Posted At : October 6, 2008 03:40 PM | Posted By : D McKee
Related Categories: Atlantic City,Wall Street,Politics,Baseball

Representative democracy seems to be too radical a concept for the New Jersey state senate's Wagering, Tourism & Historic Preservation Committe to enwrap within its parochial minds. It's sent back for redrafting a bill that would allow Atlantic City casino employees to hold elective office there, too. Dangerous, revolutionary stuff, that.

Most reasonable people know a conflict of interest when they see one, but Sen. Richard Codey (D-Essex) wants it codified in the statute. GOP Sen. Joseph Pennacchio, of Passaic, went one further, huffing and puffing that allowing casino workers to represent themselves "potentially could be putting the wolf in the chicken coop, where right now the wolf is on the outside."

Geez, if you work in an Atlantic City casino, moving to a leper colony would be a step up, at least when attitudes like Pennacchio's hold sway. Besides, taxation without representation is so 1775, senators.

The Wall Street bailout in 10 words or less: And the winner is ... President George W. Bush with, "If money isn't loosened up, this sucker could go down." It won't pass for Nobel Prize-winning economic analysis, but it possesses the virtues of being memorable and succinct.

1999 Mets revisited.
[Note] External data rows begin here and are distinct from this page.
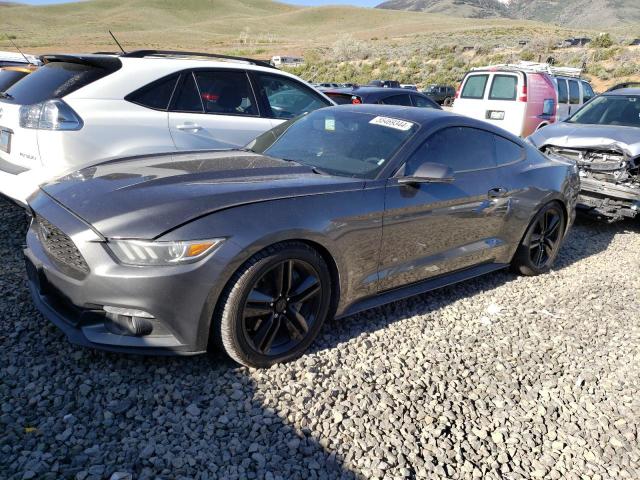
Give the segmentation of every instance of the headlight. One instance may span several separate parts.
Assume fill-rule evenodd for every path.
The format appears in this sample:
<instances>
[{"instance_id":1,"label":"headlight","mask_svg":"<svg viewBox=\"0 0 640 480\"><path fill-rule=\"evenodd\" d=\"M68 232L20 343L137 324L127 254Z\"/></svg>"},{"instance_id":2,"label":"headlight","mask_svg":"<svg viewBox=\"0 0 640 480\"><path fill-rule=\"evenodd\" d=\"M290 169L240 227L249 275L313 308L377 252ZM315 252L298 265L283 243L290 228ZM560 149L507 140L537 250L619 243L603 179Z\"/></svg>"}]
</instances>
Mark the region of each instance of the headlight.
<instances>
[{"instance_id":1,"label":"headlight","mask_svg":"<svg viewBox=\"0 0 640 480\"><path fill-rule=\"evenodd\" d=\"M82 119L62 100L20 107L20 126L39 130L80 130Z\"/></svg>"},{"instance_id":2,"label":"headlight","mask_svg":"<svg viewBox=\"0 0 640 480\"><path fill-rule=\"evenodd\" d=\"M185 242L109 240L108 248L125 265L176 265L195 262L213 252L222 238Z\"/></svg>"}]
</instances>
A reader points out, "You know, those Mets were not too overachieving.  Their Pythagorean W-L was only 2 games worse than their actual W-L. It's the 2000 Mets that were seriously overachieving. By comparison, the 1999 Braves were 5 games over their Pythagorean. The winner on overachieving, however, are this year's Angels ... 12 games over!"

Math was, by far, my worst subject, so I'll take your word for it. But -- did you have to remind me of the 2000 World Series, which the Mets lost when creepy manager Bobby Valentine hung pitcher Al Leiter out to dry in the final game? (Never mind a possibly steroid-maddened Roger Clemens trying to harpoon Mike Piazza with a broken bat.) I've never teared up at the end of a sporting event ... except that once.